AdSense

Sunday, June 11, 2017

THIS BLOG IS NOT MAINTAINED

Hi guys,

I really appreciate you supporting this blog and making comments on it. However, I've been very busy in my new job and don't actually have time to maintain this blog. If you have questions, most questions come from Leetcode and you can find a community that are more responsive than I am.

Hope every one get their dream job!!! :)


Thursday, December 1, 2016

LFU cache

Design and implement a data structure for Least Frequently Used (LFU) cache. It should support the following operations: getand set.
get(key) - Get the value (will always be positive) of the key if the key exists in the cache, otherwise return -1.
set(key, value) - Set or insert the value if the key is not already present. When the cache reaches its capacity, it should invalidate the least frequently used item before inserting a new item. For the purpose of this problem, when there is a tie (i.e., two or more keys that have the same frequency), the least recently used key would be evicted.
Follow up:
Could you do both operations in O(1) time complexity?
Example:
LFUCache cache = new LFUCache( 2 /* capacity */ );

cache.set(1, 1);
cache.set(2, 2);
cache.get(1);       // returns 1
cache.set(3, 3);    // evicts key 2
cache.get(2);       // returns -1 (not found)
cache.get(3);       // returns 3.
cache.set(4, 4);    // evicts key 1.
cache.get(1);       // returns -1 (not found)
cache.get(3);       // returns 3
cache.get(4);       // returns 4

Similar to LRU cache, we use a doubly linked list to track the frequency. The list node uses the following implementation:


class Node {
        int frequency;
        Queue<integer> keys;
        Node next;
        Node prev;

        public Node(int frequency) {
            this.frequency = frequency;
            keys = new LinkedList<>();
            next = null;
            prev = null;
        }
    }


Frequency is the time a key is accessed. Queue is a list of keys with current frequency. The reason to use a queue is because we want to keep track the order, i.e., we can poll out the head of the queue because the least recently used key will be removed in case there are multiple keys with the same frequency. To visualize the list, I borrow this graph:

Source: http://bookshadow.com/weblog/2016/11/22/leetcode-lfu-cache/


Different from the graph, I use the first node as head, so I can remove keys from head very time I need to.

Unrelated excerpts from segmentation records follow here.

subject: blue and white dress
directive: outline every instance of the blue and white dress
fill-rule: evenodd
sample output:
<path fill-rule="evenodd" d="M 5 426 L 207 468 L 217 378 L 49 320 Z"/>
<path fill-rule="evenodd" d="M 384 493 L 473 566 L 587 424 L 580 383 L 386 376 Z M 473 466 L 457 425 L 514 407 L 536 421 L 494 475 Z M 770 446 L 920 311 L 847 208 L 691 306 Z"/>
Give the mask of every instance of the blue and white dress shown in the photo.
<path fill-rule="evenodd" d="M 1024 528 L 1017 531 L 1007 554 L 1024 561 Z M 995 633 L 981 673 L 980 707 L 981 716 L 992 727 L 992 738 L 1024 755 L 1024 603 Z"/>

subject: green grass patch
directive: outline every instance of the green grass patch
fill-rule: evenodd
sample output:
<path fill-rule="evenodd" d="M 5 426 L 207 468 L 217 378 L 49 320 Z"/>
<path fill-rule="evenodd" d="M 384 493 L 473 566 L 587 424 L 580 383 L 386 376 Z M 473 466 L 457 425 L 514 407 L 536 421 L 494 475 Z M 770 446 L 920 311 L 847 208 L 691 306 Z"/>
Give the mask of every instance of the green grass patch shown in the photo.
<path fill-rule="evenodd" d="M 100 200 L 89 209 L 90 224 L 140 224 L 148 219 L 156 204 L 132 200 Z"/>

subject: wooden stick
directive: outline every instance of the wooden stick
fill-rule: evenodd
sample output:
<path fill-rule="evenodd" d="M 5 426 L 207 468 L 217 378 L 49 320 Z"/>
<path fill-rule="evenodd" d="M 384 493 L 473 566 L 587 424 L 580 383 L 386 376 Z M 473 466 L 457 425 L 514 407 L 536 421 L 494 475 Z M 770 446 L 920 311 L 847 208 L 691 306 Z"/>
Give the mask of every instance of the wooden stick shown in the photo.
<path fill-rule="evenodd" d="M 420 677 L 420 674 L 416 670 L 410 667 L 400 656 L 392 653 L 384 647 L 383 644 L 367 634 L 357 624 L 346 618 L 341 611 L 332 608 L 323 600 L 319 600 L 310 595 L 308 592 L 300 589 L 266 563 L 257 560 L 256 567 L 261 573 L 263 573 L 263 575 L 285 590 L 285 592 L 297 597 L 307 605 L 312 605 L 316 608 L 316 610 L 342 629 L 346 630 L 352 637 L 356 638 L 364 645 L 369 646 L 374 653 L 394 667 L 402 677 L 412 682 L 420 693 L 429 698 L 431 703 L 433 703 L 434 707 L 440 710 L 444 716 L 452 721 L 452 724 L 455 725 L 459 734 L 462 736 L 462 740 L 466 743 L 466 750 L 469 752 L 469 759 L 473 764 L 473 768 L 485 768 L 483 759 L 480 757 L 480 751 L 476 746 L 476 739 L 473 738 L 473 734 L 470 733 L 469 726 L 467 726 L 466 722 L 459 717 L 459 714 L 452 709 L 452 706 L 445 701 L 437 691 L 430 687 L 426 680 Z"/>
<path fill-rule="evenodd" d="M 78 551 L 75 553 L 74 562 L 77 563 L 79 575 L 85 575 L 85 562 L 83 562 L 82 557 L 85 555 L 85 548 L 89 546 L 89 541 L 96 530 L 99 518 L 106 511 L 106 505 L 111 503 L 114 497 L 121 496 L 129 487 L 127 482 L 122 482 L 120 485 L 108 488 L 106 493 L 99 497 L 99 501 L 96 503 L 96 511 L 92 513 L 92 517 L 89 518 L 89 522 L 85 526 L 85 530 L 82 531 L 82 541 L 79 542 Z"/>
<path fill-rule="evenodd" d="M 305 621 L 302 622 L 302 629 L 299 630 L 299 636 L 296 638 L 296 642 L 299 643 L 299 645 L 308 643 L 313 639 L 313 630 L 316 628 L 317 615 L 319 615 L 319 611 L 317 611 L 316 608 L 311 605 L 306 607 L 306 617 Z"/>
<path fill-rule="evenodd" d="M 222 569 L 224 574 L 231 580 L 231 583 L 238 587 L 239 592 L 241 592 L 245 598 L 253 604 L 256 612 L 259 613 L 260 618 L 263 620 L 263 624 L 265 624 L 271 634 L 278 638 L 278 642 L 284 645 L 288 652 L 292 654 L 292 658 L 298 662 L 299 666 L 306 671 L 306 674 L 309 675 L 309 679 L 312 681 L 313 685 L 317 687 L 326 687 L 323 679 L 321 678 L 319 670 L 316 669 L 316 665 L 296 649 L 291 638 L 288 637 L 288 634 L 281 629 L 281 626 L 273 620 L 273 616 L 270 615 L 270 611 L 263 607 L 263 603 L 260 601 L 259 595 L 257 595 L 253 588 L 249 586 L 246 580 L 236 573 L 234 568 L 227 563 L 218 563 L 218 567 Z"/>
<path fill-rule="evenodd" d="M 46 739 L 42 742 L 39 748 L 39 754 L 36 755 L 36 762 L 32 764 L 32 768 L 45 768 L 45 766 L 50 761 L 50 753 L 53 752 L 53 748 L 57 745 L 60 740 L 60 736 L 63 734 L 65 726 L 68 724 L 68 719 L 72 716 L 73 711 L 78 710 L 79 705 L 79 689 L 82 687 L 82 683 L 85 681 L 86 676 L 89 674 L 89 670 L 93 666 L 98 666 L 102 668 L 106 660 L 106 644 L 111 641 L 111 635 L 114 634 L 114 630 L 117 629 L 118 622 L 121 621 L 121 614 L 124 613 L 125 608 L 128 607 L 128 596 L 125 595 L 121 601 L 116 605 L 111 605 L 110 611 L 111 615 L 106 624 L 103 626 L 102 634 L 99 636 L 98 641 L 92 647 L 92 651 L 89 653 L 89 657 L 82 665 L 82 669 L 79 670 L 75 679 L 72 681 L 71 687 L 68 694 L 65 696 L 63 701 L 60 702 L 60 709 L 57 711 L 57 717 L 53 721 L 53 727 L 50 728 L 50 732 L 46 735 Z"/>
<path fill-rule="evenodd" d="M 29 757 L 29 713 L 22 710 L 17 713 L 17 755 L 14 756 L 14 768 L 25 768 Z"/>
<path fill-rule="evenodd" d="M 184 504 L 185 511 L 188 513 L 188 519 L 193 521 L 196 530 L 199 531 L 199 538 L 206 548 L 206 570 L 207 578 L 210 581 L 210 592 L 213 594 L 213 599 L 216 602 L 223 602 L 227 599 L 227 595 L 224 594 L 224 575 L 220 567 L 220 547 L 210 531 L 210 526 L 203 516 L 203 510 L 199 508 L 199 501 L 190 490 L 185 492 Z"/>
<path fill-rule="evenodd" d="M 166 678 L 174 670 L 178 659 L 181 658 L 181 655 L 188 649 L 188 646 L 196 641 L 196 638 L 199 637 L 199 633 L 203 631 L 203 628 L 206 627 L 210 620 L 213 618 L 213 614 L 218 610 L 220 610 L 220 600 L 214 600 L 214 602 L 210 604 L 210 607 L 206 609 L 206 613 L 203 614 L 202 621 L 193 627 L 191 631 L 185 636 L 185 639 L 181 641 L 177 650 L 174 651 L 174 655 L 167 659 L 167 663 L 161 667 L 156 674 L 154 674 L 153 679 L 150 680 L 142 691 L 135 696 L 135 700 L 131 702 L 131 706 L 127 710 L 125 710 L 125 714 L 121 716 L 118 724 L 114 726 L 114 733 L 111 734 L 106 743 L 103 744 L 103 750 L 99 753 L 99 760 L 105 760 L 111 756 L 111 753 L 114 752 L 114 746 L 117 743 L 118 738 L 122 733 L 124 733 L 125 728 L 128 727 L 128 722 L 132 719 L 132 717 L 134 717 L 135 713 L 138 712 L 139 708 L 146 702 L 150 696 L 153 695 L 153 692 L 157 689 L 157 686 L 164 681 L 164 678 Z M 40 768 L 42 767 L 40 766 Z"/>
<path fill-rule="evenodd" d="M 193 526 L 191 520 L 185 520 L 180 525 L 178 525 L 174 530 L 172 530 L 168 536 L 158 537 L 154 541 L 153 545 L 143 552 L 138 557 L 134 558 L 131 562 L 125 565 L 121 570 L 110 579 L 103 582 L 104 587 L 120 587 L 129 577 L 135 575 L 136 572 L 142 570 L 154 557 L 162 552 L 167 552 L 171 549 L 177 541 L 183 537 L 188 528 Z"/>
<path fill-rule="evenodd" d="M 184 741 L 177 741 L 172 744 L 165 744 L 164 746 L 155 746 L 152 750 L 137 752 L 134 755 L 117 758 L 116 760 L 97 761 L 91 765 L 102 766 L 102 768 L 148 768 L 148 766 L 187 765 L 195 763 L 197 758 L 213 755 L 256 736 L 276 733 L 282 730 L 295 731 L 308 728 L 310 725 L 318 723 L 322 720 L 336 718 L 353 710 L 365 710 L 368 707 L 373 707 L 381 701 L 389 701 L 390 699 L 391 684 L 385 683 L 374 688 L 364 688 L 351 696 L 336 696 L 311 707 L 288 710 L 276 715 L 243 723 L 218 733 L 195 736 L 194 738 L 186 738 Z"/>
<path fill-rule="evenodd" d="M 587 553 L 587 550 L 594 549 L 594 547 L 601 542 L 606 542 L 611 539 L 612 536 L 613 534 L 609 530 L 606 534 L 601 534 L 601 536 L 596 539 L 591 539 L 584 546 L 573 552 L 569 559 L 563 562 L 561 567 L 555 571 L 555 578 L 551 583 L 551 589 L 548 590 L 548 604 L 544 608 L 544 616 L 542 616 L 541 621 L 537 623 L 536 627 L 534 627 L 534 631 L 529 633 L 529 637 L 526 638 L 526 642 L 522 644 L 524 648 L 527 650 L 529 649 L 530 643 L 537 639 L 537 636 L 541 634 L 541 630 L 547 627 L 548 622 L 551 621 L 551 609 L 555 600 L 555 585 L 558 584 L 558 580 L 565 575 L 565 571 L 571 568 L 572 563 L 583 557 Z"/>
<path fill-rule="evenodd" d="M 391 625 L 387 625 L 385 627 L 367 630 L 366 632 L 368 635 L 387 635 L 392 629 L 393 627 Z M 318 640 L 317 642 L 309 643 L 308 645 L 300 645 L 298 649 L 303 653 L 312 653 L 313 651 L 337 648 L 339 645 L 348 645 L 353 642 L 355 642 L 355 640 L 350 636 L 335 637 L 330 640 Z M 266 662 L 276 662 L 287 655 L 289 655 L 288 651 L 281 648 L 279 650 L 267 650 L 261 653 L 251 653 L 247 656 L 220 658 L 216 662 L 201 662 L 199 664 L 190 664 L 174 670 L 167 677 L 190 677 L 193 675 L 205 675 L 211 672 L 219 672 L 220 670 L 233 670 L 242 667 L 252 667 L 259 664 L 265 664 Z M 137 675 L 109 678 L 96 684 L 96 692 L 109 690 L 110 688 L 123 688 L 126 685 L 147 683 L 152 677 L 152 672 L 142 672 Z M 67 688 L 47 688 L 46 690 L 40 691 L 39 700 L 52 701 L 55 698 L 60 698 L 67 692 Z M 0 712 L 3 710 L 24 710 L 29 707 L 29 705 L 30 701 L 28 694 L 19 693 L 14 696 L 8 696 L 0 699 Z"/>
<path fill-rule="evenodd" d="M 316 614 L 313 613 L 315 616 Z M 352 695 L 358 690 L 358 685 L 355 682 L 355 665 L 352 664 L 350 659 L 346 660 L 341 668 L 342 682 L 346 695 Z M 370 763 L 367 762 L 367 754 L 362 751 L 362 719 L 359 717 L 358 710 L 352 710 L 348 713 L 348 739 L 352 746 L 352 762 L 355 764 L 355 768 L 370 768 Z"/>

There are another two maps, one for key-value pair and the other for key-list node to find the position of the key in the list.

When we access one existing node (get the value or set a new value), we increase its frequency, so the key will be removed to the next node if next node has frequency that is larger than the current one by 1 or we need to insert a new node.

The overall complexity is O(1).


    private Node head;
    private Map map;
    private Map values;
    private int capacity;

    public LFUCache(int capacity) {
        head = new Node(0);
        map = new HashMap<>();
        values = new HashMap<>();
        this.capacity = capacity;
    }

    public int get(int key) {
        if (capacity == 0 || !map.containsKey(key)) {
            return -1;
        }
        Node curr = map.get(key);
        changeFrequency(curr, key);
        return values.get(key);
    }

    public void set(int key, int value) {
        if (capacity == 0) {
            return;
        }

        if (!map.containsKey(key) && values.size() == capacity) {
            int toRemove = head.keys.poll();
            map.remove(toRemove);
            values.remove(toRemove);
            if (head.keys.isEmpty()) {
                removeNode(head);
            }
        }
        if (values.containsKey(key)) {
            changeFrequency(map.get(key), key);
        } else {
            if (head.frequency == 0) {
                head.keys.add(key);
            } else {
                Node newNode = new Node(0);
                newNode.keys.add(key);
                newNode.next = head;
                head.prev = newNode;
                head = newNode;
            }
            map.put(key, head);
        }
        values.put(key, value);
    }

    private void changeFrequency(Node curr, int key) {
        int freq = curr.frequency;
        if (curr.next != null && curr.next.frequency == freq + 1) {
            curr.next.keys.add(key);
            map.put(key, curr.next);
        } else {
            Node newNode = new Node(freq + 1);
            newNode.keys.add(key);
            Node next = curr.next;
            newNode.prev = curr;
            newNode.next = next;
            curr.next = newNode;
            if (next != null) {
                next.prev = newNode;
            }
            map.put(key, newNode);
        }
        curr.keys.remove(key);
        if (curr.keys.isEmpty()) {
            removeNode(curr);
        }
    }

    private void removeNode(Node node) {
        Node prev = node.prev;
        Node next = node.next;
        if (prev != null) {
            prev.next = next;
        }
        if (next != null) {
            next.prev = prev;
        }


        if (head == node) {
            head = next;
        }
        if (head == null) {
            head = new Node(0);
        }
    }

    private class Node {
        int frequency;
        Queue keys;
        Node next;
        Node prev;

        public Node(int frequency) {
            this.frequency = frequency;
            keys = new LinkedList<>();
            next = null;
            prev = null;
        }
    }



Monday, November 21, 2016

Amazing number

Define amazing number as: its value is less than or equal to its index. Given a circular array, find the starting position, such that the total number of amazing numbers in the array is maximized.Example 1: 0, 1, 2, 3 Ouptut: 0. When starting point at position 0,
all the elements in the array are equal to its index.
So all the numbers are amazing number.Example 2: 1, 0 , 0Output: 1. When starting point at position 1,
the array becomes 0, 0, 1. All the elements are amazing number.If there are multiple positions, return the smallest one.should get a solution with time complexity less than O(N^2)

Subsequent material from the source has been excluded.